Back to articles
BiLSTM for Text Classification: Understanding Sequential Deep Learning
intermediateDeep Learning

BiLSTM for Text Classification: Understanding Sequential Deep Learning

Learn how Bidirectional LSTM networks process text sequentially to capture context, word order, and meaning. A complete guide to building your first sequence model for NLP.

18 min read

Imagine you're reading a sentence: "I don't want to cancel my flight." As a human, you understand that the word "don't" completely changes the meaning. But what if we told you that many machine learning models would treat "I want to cancel my flight" and "I don't want to cancel my flight" almost identically?

This is the fundamental problem with bag-of-words approaches and even frozen sentence embeddings—they lose the sequential structure of language. Enter Bidirectional Long Short-Term Memory (BiLSTM) networks, a powerful architecture that reads text word by word, understanding context, word order, and compositional meaning.

Let's understand why sequence matters with a concrete example:

python
# Two sentences with opposite meanings
sentence1 = "I want to cancel my flight"
sentence2 = "I don't want to cancel my flight"

# Using frozen embeddings (like sentence-transformers)
# Both get collapsed into a single 384-dim vector
embed1 = model.encode(sentence1)  # [0.23, -0.45, 0.67, ...]
embed2 = model.encode(sentence2)  # [0.21, -0.43, 0.65, ...]

# Cosine similarity is very high!
similarity = cosine_similarity(embed1, embed2)  # 0.95
# The model thinks they're almost the same! 😱

The problem? These models process the entire sentence at once, creating a single vector representation. The word "don't" gets averaged out with all other words, losing its critical negation role.

Key Insight: Language is inherently sequential. The order of words matters. "Dog bites man" is very different from "Man bites dog"—same words, completely different meaning.

Recurrent Neural Networks are designed to process sequences by maintaining a hidden state that gets updated at each time step. Think of it like reading a book—you don't forget what you read in previous sentences; you carry that context forward.

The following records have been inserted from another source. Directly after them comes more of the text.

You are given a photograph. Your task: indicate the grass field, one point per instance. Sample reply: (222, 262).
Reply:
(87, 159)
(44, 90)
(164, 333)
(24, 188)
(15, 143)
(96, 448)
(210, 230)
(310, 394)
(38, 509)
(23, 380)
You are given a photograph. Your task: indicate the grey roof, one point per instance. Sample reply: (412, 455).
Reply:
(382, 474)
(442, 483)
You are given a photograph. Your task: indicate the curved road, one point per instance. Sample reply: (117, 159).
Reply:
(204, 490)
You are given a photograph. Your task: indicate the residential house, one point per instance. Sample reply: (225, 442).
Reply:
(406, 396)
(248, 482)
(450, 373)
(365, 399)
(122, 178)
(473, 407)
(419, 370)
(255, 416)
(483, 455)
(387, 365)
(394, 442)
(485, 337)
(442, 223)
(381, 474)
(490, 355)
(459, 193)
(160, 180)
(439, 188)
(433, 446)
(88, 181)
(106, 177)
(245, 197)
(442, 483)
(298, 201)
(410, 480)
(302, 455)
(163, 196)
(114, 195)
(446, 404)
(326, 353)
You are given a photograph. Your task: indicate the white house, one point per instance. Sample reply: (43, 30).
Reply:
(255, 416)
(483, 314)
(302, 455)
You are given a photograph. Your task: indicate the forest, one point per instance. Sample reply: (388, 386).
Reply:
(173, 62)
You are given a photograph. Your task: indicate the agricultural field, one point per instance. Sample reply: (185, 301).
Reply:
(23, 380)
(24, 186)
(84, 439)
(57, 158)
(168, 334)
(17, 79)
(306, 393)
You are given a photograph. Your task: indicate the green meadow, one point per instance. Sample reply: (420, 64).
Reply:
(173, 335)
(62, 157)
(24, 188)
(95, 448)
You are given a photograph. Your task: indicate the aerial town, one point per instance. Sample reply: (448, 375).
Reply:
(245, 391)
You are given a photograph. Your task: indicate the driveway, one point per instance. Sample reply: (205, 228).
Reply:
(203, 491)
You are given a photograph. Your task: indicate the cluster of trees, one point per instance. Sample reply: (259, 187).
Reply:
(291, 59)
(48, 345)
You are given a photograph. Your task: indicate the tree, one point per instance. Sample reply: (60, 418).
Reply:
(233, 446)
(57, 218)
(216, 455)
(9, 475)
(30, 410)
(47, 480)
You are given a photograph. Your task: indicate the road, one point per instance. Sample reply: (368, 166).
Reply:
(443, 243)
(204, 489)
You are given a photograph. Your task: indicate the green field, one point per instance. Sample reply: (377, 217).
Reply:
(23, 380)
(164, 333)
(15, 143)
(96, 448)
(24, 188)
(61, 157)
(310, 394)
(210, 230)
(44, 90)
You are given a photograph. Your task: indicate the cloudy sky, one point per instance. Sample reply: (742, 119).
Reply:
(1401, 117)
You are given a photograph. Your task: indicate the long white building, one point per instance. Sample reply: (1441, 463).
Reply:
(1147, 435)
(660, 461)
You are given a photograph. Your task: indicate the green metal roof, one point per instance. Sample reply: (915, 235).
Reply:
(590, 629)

Let's process the sentence "I love pizza" word by word:

python
# Simplified RNN processing
sentence = ["I", "love", "pizza"]
hidden_state = [0, 0, 0]  # Initial state (all zeros)

# Step 1: Process "I"
word_embedding_1 = [0.1, 0.2, 0.3]  # Vector for "I"
hidden_state = rnn_cell(word_embedding_1, hidden_state)
# hidden_state = [0.15, 0.22, 0.18]  # Updated with info about "I"

# Step 2: Process "love"
word_embedding_2 = [0.4, 0.5, 0.6]  # Vector for "love"
hidden_state = rnn_cell(word_embedding_2, hidden_state)
# hidden_state = [0.35, 0.48, 0.52]  # Now knows about "I love"

# Step 3: Process "pizza"
word_embedding_3 = [0.7, 0.8, 0.9]  # Vector for "pizza"
hidden_state = rnn_cell(word_embedding_3, hidden_state)
# hidden_state = [0.62, 0.75, 0.81]  # Final state: "I love pizza"

At each step, the RNN combines the current word with the previous hidden state, creating a new hidden state that encodes everything seen so far. The final hidden state represents the entire sentence.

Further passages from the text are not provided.